I’ve lived with CFS/ME since my teens and trust me, I’m not ‘just tired’; it’s an overwhelming, excruciating exhaustion, along with muscle/joint pain, poor memory/concentration and sleep disturbances. The struggle to keep my eyes open is no joke, my head feels like it’s full of cotton wool, it’s banging, lights hurt and all I want to do is take refuge in my bed and never leave again. And the worst thing is, no amount of sleep helps. I could sleep for twelve hours and wake up feeling like I’ve slept for a whole three minutes. It’s no fun at all.
Christmas used to be my favourite time of the year but I’m not feeling it anymore (if you want to find out why, I explained it all here) and having a chronic condition only makes things so much harder. How do I get up early after hardly any sleep the night before and get through a few days of family-time? How do I concentrate when playing board games? How do I not fall asleep in my gravy? How do I have intelligent conversations with people when I’m in agony and just want my pyjamas? How do I laugh when all I want to do is cry? How do I get through the next few weeks?
I don’t know about you but I don’t have to freak out about decorating, cooking, cleaning, or entertaining mounds of people. We’re spending Christmas Day with Ian’s family, having lunch at his sisters and then in the evening coming home.
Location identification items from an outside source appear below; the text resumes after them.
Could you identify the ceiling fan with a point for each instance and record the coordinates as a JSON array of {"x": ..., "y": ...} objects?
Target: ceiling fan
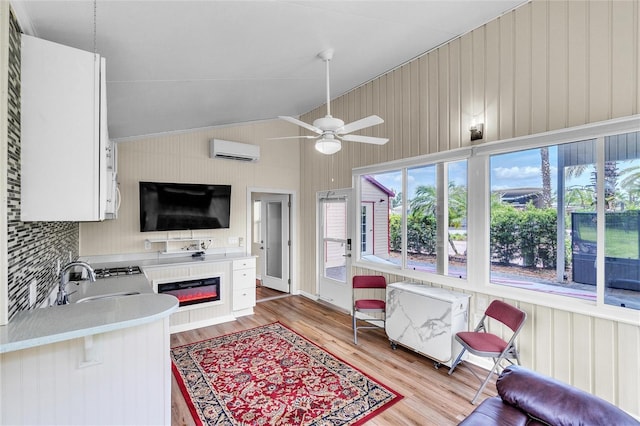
[{"x": 332, "y": 130}]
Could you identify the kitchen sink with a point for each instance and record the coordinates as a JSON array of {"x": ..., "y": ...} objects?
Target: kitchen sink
[{"x": 108, "y": 296}]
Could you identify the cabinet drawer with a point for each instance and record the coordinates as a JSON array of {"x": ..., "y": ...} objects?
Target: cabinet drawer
[
  {"x": 244, "y": 263},
  {"x": 244, "y": 278},
  {"x": 244, "y": 298}
]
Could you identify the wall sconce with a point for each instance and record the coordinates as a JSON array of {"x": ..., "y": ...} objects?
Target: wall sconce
[{"x": 476, "y": 131}]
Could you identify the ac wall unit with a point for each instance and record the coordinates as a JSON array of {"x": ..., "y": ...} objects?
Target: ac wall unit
[{"x": 228, "y": 150}]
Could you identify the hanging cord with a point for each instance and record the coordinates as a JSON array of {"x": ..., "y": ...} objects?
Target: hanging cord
[{"x": 95, "y": 42}]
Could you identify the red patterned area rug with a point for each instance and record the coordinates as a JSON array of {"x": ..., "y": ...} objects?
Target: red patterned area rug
[{"x": 271, "y": 375}]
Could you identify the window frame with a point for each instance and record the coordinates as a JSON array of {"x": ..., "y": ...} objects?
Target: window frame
[{"x": 478, "y": 216}]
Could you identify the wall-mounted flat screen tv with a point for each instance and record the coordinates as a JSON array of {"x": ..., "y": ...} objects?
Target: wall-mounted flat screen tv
[{"x": 183, "y": 206}]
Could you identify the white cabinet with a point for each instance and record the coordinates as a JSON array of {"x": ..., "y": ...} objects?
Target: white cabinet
[
  {"x": 64, "y": 133},
  {"x": 244, "y": 285}
]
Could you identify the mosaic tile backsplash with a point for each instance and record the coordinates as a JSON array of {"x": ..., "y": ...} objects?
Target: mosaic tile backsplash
[{"x": 34, "y": 248}]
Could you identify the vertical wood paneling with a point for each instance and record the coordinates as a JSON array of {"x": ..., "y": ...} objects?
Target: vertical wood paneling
[
  {"x": 46, "y": 385},
  {"x": 523, "y": 79},
  {"x": 414, "y": 108},
  {"x": 443, "y": 97},
  {"x": 605, "y": 376},
  {"x": 624, "y": 56},
  {"x": 582, "y": 350},
  {"x": 478, "y": 98},
  {"x": 492, "y": 86},
  {"x": 543, "y": 339},
  {"x": 423, "y": 101},
  {"x": 558, "y": 69},
  {"x": 628, "y": 373},
  {"x": 562, "y": 348},
  {"x": 578, "y": 63},
  {"x": 407, "y": 149},
  {"x": 454, "y": 124},
  {"x": 506, "y": 95},
  {"x": 546, "y": 65},
  {"x": 434, "y": 102},
  {"x": 599, "y": 57},
  {"x": 539, "y": 67},
  {"x": 466, "y": 86}
]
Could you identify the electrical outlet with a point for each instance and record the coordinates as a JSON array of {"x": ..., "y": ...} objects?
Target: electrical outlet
[{"x": 33, "y": 293}]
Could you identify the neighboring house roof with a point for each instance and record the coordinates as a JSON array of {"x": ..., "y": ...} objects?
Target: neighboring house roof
[
  {"x": 377, "y": 184},
  {"x": 519, "y": 196}
]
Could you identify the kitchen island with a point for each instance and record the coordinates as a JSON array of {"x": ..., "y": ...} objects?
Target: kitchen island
[{"x": 104, "y": 361}]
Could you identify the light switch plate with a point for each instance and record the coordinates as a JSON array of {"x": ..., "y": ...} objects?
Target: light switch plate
[{"x": 33, "y": 293}]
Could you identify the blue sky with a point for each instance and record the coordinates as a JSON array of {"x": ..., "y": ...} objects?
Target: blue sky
[{"x": 520, "y": 169}]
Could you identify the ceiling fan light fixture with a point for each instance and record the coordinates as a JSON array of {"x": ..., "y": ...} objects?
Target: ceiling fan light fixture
[{"x": 328, "y": 146}]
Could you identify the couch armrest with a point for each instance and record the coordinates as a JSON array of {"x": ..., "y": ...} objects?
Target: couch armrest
[
  {"x": 555, "y": 402},
  {"x": 494, "y": 412}
]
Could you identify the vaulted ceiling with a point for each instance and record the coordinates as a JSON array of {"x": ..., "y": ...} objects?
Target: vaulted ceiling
[{"x": 179, "y": 65}]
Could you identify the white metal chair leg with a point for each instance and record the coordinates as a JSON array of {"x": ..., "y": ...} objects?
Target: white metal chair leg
[
  {"x": 486, "y": 380},
  {"x": 457, "y": 361},
  {"x": 355, "y": 330}
]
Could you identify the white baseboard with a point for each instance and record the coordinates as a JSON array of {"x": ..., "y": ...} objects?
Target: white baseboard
[{"x": 199, "y": 324}]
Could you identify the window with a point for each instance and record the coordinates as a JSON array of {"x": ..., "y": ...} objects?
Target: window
[
  {"x": 380, "y": 218},
  {"x": 530, "y": 190},
  {"x": 424, "y": 231},
  {"x": 544, "y": 218},
  {"x": 622, "y": 220},
  {"x": 556, "y": 212}
]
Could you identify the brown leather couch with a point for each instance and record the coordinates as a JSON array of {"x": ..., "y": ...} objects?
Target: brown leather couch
[{"x": 528, "y": 398}]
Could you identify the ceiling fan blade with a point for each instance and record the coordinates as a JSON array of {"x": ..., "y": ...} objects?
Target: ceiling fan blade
[
  {"x": 372, "y": 120},
  {"x": 365, "y": 139},
  {"x": 301, "y": 124},
  {"x": 293, "y": 137}
]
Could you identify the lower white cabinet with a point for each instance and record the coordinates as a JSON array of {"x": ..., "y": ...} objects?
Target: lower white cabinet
[{"x": 244, "y": 285}]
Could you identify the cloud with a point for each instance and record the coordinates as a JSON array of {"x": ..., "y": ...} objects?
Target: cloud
[{"x": 516, "y": 172}]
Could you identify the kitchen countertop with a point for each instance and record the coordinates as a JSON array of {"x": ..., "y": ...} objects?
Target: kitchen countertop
[
  {"x": 43, "y": 326},
  {"x": 53, "y": 324},
  {"x": 173, "y": 260}
]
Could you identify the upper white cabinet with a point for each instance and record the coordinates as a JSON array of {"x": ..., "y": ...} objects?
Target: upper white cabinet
[{"x": 68, "y": 164}]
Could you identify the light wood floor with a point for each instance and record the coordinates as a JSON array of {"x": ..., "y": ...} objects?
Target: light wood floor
[{"x": 431, "y": 397}]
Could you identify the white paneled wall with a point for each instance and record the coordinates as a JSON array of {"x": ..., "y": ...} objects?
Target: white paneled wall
[
  {"x": 184, "y": 157},
  {"x": 546, "y": 65},
  {"x": 131, "y": 383}
]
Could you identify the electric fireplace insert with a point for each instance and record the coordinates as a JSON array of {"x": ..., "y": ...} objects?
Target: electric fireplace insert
[{"x": 193, "y": 291}]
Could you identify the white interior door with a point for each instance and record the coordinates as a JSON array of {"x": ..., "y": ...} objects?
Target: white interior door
[
  {"x": 334, "y": 260},
  {"x": 275, "y": 242}
]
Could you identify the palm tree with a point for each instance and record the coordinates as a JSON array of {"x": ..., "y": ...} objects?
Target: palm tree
[
  {"x": 425, "y": 203},
  {"x": 545, "y": 168}
]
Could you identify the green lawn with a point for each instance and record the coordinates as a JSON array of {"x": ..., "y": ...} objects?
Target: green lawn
[{"x": 618, "y": 242}]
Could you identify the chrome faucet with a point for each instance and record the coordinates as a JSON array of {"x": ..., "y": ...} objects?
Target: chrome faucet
[{"x": 62, "y": 288}]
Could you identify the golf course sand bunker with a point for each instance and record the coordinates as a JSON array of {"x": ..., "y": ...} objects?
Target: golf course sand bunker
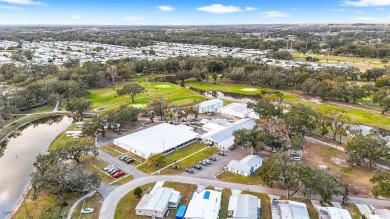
[
  {"x": 162, "y": 86},
  {"x": 249, "y": 89}
]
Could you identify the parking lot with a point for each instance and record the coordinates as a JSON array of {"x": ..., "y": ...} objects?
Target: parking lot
[{"x": 211, "y": 170}]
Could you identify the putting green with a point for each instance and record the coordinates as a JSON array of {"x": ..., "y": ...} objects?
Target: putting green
[
  {"x": 162, "y": 86},
  {"x": 249, "y": 89}
]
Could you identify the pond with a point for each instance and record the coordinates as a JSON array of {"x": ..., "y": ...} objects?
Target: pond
[{"x": 19, "y": 153}]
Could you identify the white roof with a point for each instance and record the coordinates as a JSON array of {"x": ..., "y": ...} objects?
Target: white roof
[
  {"x": 286, "y": 209},
  {"x": 224, "y": 137},
  {"x": 157, "y": 139},
  {"x": 244, "y": 206},
  {"x": 210, "y": 103},
  {"x": 334, "y": 213},
  {"x": 246, "y": 164},
  {"x": 204, "y": 205},
  {"x": 158, "y": 201}
]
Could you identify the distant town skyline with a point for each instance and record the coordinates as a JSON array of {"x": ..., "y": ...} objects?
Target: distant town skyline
[{"x": 192, "y": 12}]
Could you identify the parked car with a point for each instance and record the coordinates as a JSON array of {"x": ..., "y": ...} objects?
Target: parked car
[
  {"x": 130, "y": 160},
  {"x": 108, "y": 167},
  {"x": 198, "y": 167},
  {"x": 118, "y": 174},
  {"x": 87, "y": 210},
  {"x": 190, "y": 170}
]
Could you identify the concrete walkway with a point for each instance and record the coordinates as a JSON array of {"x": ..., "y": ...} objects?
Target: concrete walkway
[{"x": 111, "y": 201}]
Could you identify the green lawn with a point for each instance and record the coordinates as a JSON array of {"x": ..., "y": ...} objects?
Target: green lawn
[
  {"x": 240, "y": 89},
  {"x": 94, "y": 202},
  {"x": 177, "y": 155},
  {"x": 106, "y": 98},
  {"x": 126, "y": 206},
  {"x": 265, "y": 211},
  {"x": 223, "y": 212}
]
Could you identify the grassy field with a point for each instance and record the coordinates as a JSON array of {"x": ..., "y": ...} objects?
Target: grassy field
[
  {"x": 361, "y": 63},
  {"x": 265, "y": 211},
  {"x": 107, "y": 98},
  {"x": 230, "y": 177},
  {"x": 240, "y": 89},
  {"x": 95, "y": 202},
  {"x": 172, "y": 157},
  {"x": 126, "y": 206}
]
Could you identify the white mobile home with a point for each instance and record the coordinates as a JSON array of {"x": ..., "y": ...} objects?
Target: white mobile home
[{"x": 210, "y": 105}]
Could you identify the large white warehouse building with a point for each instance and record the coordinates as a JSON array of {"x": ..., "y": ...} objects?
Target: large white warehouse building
[{"x": 162, "y": 138}]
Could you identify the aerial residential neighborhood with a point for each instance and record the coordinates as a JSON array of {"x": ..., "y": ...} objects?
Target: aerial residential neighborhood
[{"x": 195, "y": 109}]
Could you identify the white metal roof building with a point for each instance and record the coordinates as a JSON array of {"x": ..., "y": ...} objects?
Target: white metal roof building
[
  {"x": 158, "y": 203},
  {"x": 286, "y": 209},
  {"x": 162, "y": 138},
  {"x": 204, "y": 205},
  {"x": 224, "y": 137},
  {"x": 246, "y": 167},
  {"x": 210, "y": 105},
  {"x": 236, "y": 109},
  {"x": 333, "y": 213},
  {"x": 244, "y": 207}
]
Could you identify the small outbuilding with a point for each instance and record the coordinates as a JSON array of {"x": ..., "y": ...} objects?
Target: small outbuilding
[
  {"x": 210, "y": 105},
  {"x": 246, "y": 167}
]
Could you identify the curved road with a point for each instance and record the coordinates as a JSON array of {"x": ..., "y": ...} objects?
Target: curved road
[{"x": 112, "y": 200}]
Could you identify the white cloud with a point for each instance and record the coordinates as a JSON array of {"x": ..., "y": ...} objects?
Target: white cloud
[
  {"x": 8, "y": 7},
  {"x": 134, "y": 18},
  {"x": 166, "y": 8},
  {"x": 23, "y": 2},
  {"x": 367, "y": 18},
  {"x": 272, "y": 14},
  {"x": 219, "y": 9},
  {"x": 366, "y": 3},
  {"x": 250, "y": 9},
  {"x": 75, "y": 17}
]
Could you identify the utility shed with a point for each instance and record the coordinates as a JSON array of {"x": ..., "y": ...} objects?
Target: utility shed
[
  {"x": 246, "y": 167},
  {"x": 210, "y": 105},
  {"x": 333, "y": 213},
  {"x": 158, "y": 203},
  {"x": 286, "y": 209},
  {"x": 224, "y": 137},
  {"x": 163, "y": 138},
  {"x": 244, "y": 207},
  {"x": 204, "y": 205}
]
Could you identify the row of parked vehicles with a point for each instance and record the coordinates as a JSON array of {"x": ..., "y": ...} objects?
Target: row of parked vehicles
[
  {"x": 205, "y": 162},
  {"x": 114, "y": 171},
  {"x": 126, "y": 159}
]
We always overdo it on Christmas but this year we’re doing things a bit differently and spending the night chilling in our pyjamas on the sofa with our pupper, Teddy.
So whilst I am out, what will I do if I’m feeling extremely exhausted?
- Wear comfy clothes
There’s absolutely nothing worse than not feeling your best and being uncomfortable. I’m not going to show up in a onesie and I’ll probably have a full face of makeup on (because that’s how I roll) but I’ll make sure I’m wearing something that I know I can relax in if I need to. Maybe even take a change of clothes if I want to look fancy for a while but cosy later. Maybe take some slippers or even pyjamas. And don’t forget your medication and to stay hydrated.
- Find a comfortable seat
Similar to comfy clothes, it’s really important to find a seat/sofa that you can sprawl on. Hard, low-backed chairs only do more damage to me, and after a few minutes I can guarantee I’d rather lie on the floor (even if I won’t ever be able to get back up) than sit on it. Sitting somewhere unpleasant only adds to the pain and thus the fatigue. Take your own cushions if you think that will help. Lumbar support cushions are a must for me.
- Be honest and pay attention to my body
If brain fog has taken over and I can’t string a sentence together, or if I’m in pain and need a bit of extra attention, I’ll tell Ian and he can help me come up with a plan. He’s usually a lot better at realising what I need, especially as I can’t think clearly.
- Go home early if I have to
If that plan involves leaving earlier than planned, so be it. Health comes first and despite wanting to stay longer, I know if I do more than I’m capable of, I’ll end up in a flare. And if I do begin to flare, it’ll only ruin Boxing Day and New Year etc.
- Take time out
I don’t have to constantly talk to someone or be doing something. I can take a moment for myself if I need it and I’ll try not to feel guilty. I always give myself a hard time but I need to recognise how helpful quiet time can be and implement it if and can I need to.
- Enjoy it
It’s not going to last forever and since I spend a lot of time on my own, it’ll be a nice change. Have fun. Make memories and take lots of photographs.